It seems at first inexplicable why the party of “Low Wages Mean More Profits to Shareholders” – the Republicans – would set their sights on unions as a first order of business as they return to power after the 2010 mid-term elections. Consider that thirty-six percent of all American workers were unionized in 1945. That has dwindled to about 12 percent today, although 36 percent of all public workers are unionized compared to about 7 percent in the private sector. An assault now on these public workers is, first of all, part of the Republican assault on the federal government, one that has been heated up by the new Tea Party legislators. It’s another assault on the word “public.”

For all these Republicans who see red when they see the word “public,” this government sector growth is enraging. It’s as enraging as “public” welfare had been in the `90s, as enraging as Medicare and Medicaid continue to be, as enraging as “public” education is today, as enraging as Social Security which is “public” only insofar as it is not “privatized.” The decrease in private sector unionization cannot be attributed to the greater magnanimity of corporate employers or the greater equity in profit distribution to workers. Neither can one argue that workers in the private sector are afforded working conditions that are so accommodating that they preempt the need for unionization. If you want to know why unionization in the private sector has fallen to almost nil you need to study the tactics of Wal-Mart which will close down stores threatening to unionize.

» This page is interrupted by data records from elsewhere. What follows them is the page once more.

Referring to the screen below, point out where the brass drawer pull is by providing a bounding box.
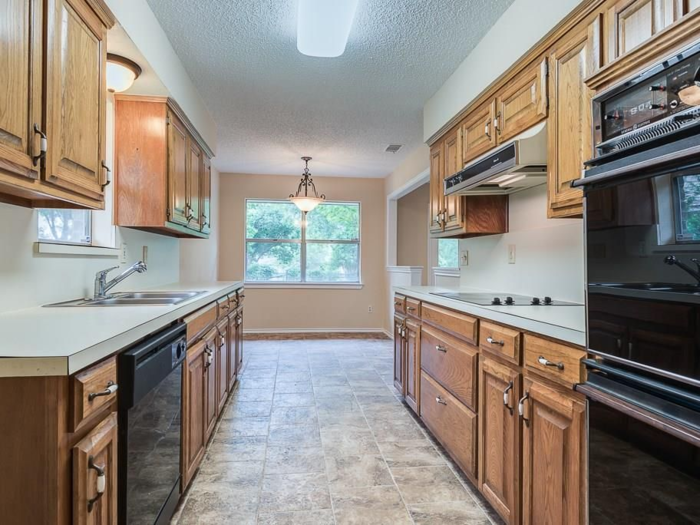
[88,456,107,512]
[537,356,564,370]
[88,381,119,402]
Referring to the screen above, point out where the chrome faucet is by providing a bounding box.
[664,255,700,286]
[95,261,148,299]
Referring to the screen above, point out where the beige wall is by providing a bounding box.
[219,173,388,330]
[396,184,430,285]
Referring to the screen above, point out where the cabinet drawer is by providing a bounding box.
[479,321,522,365]
[421,303,479,345]
[406,297,420,319]
[523,335,586,386]
[394,294,406,314]
[421,326,479,410]
[185,303,219,345]
[420,372,477,484]
[71,357,117,432]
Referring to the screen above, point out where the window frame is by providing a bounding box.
[243,198,363,288]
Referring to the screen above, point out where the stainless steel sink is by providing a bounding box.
[46,291,204,308]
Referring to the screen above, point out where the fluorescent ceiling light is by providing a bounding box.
[297,0,358,58]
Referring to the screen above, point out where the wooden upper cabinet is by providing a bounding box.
[430,141,445,233]
[0,0,43,183]
[45,0,107,202]
[73,413,117,525]
[494,58,547,143]
[522,379,586,525]
[114,95,213,238]
[478,357,520,524]
[462,100,496,164]
[167,112,191,226]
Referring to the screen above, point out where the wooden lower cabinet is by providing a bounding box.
[479,357,521,524]
[521,378,586,525]
[420,372,477,484]
[73,413,117,525]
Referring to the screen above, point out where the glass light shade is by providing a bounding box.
[289,197,323,213]
[297,0,358,58]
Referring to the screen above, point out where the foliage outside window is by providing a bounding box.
[438,239,459,268]
[37,208,91,244]
[246,199,360,283]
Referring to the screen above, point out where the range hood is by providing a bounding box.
[444,122,547,195]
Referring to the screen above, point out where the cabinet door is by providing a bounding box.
[547,27,595,218]
[168,111,189,225]
[605,0,682,61]
[479,357,520,524]
[45,0,107,201]
[394,316,406,396]
[0,0,43,179]
[430,142,445,233]
[187,139,204,231]
[200,155,211,233]
[182,341,207,491]
[73,412,117,525]
[462,100,496,163]
[521,378,586,525]
[216,323,229,414]
[405,321,421,415]
[440,127,464,231]
[496,58,547,142]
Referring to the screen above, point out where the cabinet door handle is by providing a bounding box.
[503,381,513,416]
[88,456,107,512]
[32,124,49,166]
[518,392,530,426]
[537,356,564,370]
[88,381,119,402]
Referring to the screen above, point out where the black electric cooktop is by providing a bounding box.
[432,292,582,306]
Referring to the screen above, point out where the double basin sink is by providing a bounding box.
[46,291,204,307]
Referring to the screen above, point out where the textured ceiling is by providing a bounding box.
[148,0,513,177]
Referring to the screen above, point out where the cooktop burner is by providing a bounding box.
[432,292,581,306]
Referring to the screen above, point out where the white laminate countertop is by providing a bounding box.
[394,286,586,346]
[0,281,243,377]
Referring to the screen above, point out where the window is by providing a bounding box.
[245,200,360,283]
[37,208,91,244]
[438,239,459,268]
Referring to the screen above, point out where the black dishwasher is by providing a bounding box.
[118,323,187,525]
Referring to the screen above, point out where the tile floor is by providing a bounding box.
[173,340,498,525]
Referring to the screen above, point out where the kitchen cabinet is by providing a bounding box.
[403,319,421,415]
[114,95,213,238]
[479,357,521,524]
[518,378,586,525]
[0,0,114,209]
[73,413,117,525]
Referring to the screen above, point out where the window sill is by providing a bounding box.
[34,242,121,259]
[244,281,365,290]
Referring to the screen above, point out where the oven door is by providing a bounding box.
[577,370,700,525]
[585,171,700,386]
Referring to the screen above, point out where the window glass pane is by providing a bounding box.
[306,243,360,283]
[37,209,90,244]
[438,239,459,268]
[246,201,301,239]
[246,242,301,282]
[306,203,360,241]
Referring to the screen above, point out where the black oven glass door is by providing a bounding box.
[585,172,700,385]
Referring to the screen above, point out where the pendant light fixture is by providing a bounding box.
[289,157,326,213]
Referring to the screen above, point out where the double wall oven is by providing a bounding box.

Much that serves workers in a beneficially equitable way also serves the public good simply because those who work for wages outnumber the entrepreneurial employers in the same proportions that worker ants outnumber the queen. Unfortunately, our cultural surround has turned from the “public” to the “private” and “personal.” And the confusion here is lethal. Capitalism seeks axiomatically to privatize all that is now public but the multitudes’ turn to the personal and private is exploited by the powerful thrust of privatization of the public sphere. The turn from society and solidarity and the public toward the personal sets many, including workers, against their own best interests. So-called “social networks” grounded in personal choice and design, can provide no defense or protection against the threat to the social mobility achieved through union efforts that led to the creation the middle class in this country There is no solidarity in a chosen network of friends that has any consequence an employer seeking to maximize profits at the expense of workers need attend to.

Globalization, in truth, will and has done much to worsen the lives of American workers whose occupations can be exported. Those occupations which cannot be exported can be unionized and thus the well-being of some part of the working force can remained fully employed at a livable wage. The UPS employees were able to successfully strike against Big Brown in 1997 because route drivers need to be here and not in Bangladesh. The same is true of all service workers as opposed to those in manufacturing and, most recently, those in telephone call services. Teachers as well as all government workers cannot be “outsourced” although cybertech may soon create viable online “teaching” that will make classroom teaching obsolete.

We have also seen how private contractors have played a large part in our Iraqi and Afghanistan wars. U.S. soldiers are workers who have seen their duties “outsourced”: “It seems that even in a war zone, soldiers are at risk of losing their jobs to outsourcing. And you’re a reservist, the situation is even more unfortunate. You are torn from your life to serve a yearlong tour of duty away from your civilian job, your friends, and family, only to end up in Afghanistan with nothing to do because your military duty was passed on to a civilian contractor.” (quoted in Hedges, Death of the Liberal Class).

The continued high level of unemployment after 2008 (and after the Dow Jones has climbed above 11,000 and Wall Street financial operatives are once again being treated to huge bonuses) is a situation that will improve only when wages reach levels competitive with third world countries, unions are no longer present to fight for wages, pension, health benefits and conditions of employment, and any sense of job security is replaced by a “flying squad” of temporary/part-time workers who can be moved, sized and let go like chess pawns.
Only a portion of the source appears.